Swirling Round and Round
I just stumbled atop a couple things that may prove helpful or may just be an entertaining distraction.
I’m working through a MOOC that uses R. SInce the upcoming Bootcamp is exclusively Python, I’m mirroring the work in Python. But to follow along I need to learn R. I’d been bouncing in and out of Swirl to get what I needed for the moment (kinda in a “I know what need, these concepts aren’t new to me… I just need to know your syntax, silly tutorial program!”). Swirl asks at the beginning if you want the tutorial or the “Swirl repository”. I’d glanced at it before. But this morning I actually looked at it. And dear heavens if it isn’t a slew of stuff parallel to a lot of these Stats and Data Science courses.
Woah.
So… given my current focus on mirroring R and Python work, I just had to scratch a curiosity and sure enough I found Swirlypy. I’ll have to play with this. Many people who’ve been pining for something like this seem to want a basic Python tutorial. The structure and program is here but the library seems empty.

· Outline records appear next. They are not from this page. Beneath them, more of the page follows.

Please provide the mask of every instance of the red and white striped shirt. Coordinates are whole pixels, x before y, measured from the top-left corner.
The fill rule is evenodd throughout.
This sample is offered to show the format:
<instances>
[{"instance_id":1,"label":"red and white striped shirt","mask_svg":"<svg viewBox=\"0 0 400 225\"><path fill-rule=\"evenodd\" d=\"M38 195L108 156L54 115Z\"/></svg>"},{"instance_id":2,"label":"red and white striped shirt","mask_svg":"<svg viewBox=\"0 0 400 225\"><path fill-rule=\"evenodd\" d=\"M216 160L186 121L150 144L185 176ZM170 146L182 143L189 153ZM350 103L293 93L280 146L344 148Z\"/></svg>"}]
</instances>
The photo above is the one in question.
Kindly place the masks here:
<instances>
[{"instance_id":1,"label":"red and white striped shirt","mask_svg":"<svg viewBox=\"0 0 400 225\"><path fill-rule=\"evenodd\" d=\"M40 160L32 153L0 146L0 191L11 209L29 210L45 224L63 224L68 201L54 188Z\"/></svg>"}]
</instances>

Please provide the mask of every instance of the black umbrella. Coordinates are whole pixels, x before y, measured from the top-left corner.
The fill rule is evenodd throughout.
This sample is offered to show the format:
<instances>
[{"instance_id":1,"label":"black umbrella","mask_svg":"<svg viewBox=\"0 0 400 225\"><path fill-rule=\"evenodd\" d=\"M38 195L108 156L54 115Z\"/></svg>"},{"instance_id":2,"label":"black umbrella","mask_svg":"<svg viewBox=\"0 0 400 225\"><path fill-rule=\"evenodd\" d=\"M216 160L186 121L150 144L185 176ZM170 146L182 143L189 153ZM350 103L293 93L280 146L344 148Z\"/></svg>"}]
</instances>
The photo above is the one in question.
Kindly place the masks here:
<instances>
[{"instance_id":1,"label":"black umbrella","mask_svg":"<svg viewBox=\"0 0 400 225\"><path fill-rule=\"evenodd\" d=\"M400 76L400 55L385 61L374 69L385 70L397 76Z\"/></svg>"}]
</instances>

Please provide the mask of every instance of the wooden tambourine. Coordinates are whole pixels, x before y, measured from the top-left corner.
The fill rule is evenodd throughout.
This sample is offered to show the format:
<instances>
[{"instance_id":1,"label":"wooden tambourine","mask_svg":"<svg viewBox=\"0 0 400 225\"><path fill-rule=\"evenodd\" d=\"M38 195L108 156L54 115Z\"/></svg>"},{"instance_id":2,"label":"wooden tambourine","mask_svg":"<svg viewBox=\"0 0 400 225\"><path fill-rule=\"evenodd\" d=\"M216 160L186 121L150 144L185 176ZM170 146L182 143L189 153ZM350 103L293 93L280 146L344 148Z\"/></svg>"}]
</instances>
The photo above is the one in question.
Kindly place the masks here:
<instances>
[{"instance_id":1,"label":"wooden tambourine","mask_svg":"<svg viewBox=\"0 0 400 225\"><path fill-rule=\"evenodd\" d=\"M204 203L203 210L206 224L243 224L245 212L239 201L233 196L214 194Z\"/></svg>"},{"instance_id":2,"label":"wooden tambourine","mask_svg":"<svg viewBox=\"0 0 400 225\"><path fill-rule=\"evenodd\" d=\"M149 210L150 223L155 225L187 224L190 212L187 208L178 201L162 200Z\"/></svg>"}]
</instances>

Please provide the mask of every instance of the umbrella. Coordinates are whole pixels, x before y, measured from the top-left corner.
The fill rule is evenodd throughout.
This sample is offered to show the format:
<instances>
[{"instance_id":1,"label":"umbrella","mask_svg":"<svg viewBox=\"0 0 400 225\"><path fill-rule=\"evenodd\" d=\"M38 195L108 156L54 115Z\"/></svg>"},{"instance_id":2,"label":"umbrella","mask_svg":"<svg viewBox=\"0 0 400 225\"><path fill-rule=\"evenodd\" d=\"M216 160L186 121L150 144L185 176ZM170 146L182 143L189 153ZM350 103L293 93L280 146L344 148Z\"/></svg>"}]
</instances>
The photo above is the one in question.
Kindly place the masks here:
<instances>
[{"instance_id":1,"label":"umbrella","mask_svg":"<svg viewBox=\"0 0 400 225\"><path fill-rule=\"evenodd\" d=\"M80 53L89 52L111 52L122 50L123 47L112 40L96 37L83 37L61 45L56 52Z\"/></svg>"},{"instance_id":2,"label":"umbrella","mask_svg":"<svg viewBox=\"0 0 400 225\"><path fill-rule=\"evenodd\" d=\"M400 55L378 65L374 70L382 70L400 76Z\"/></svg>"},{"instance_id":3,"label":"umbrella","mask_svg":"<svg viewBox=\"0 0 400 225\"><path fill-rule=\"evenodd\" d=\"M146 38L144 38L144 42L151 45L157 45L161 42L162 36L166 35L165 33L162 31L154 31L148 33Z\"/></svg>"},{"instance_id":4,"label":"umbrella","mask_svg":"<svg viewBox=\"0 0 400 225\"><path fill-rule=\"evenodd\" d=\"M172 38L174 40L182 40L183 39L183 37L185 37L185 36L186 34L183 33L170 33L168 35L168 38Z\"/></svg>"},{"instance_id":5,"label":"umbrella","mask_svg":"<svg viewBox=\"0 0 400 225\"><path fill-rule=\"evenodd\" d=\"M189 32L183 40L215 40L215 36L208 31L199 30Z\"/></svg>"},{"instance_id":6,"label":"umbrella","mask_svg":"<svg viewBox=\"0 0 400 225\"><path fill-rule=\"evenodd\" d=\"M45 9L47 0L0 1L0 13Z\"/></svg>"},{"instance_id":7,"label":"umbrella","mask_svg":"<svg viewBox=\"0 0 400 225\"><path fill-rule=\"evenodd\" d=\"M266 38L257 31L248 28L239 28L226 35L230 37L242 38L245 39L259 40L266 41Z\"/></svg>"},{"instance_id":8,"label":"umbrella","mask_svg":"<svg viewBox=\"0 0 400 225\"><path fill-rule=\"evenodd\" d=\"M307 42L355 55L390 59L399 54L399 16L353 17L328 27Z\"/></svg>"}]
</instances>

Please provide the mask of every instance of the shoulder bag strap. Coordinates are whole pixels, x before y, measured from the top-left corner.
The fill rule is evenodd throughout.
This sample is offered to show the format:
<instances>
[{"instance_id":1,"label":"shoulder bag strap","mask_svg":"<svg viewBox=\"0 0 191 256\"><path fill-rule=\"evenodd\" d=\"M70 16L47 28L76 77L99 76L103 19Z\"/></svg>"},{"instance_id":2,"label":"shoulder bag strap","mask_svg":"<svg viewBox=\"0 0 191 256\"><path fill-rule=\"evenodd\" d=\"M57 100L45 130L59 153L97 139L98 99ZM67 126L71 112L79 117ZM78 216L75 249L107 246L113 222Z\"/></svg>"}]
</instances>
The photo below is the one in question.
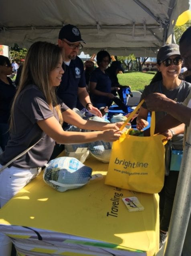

How hard would it be to port the R swirl courses?
Alright. I’ve got a slightly better sense of the scope of the task. First, this is how to run things.
Step one - get the package.
$ cd $SOMEDIR
$ git clone https://github.com/alexander-bauer/swirlypy
Now, in python…
import sys
sys.path.append(SOMEDIR/swirlypy) # Full path to location
from swirlypy import course
course.Course.load(COURSEDIR).execute()
The repostiory comes with a sample courses. So I just did “SOMEDIR/swirlypy/courses/intro”.
It works, after a fashion.
There’s a ton of similarity between this and swirl. The courses are YAML files for both. The general structure is similar. The challenge is the types of questions supported.
It seems swirl itself is not that old. The effort to create swirlypy started almost immediately after the start of swirl. But development of swirlypy stopped and swirl went another year or so of active development.
This may be insane… but I want to take a crack at this. It would be good practice with git, matplotlib and stats stuff in general.
Although I’ve set up rpy2, it probably wouldn’t be wise to depend on R directly like this. When using the data sets, these can be found online such has here.
I grabbed the Swirl Courses respository. Let’s try to port what’s listed there as “Overview of Statistics”. And… because it’ll be a huge focus of the next few months, let’s try to incorporate pandas in even this simple data analysis…
from subprocess import check_output
import pandas as pd
from os import chdir, getcwd
chdir("swirl_courses/Open_Intro/Overview_of_Statistics")
output = check_output('grep "^- Class" *yaml',
shell=True, universal_newlines=True).strip().split('\n')
d = pd.DataFrame(output)
d[0].replace(to_replace='- Class: ',value='', regex=True, inplace=True)
d[0].value_counts()
text 58
figure 24
cmd_question 15
mult_question 14
exact_question 5
video 5
range_question 3
text_order_question 2
text_many_question 1
meta 1
text_question 1
I believe many of those will be straightforward extensions of classes already built in swirlypy. The real challenge and the high runner is figure.
I may start with some of the easier ones to get going. Text out to be a straight drop in.
More later…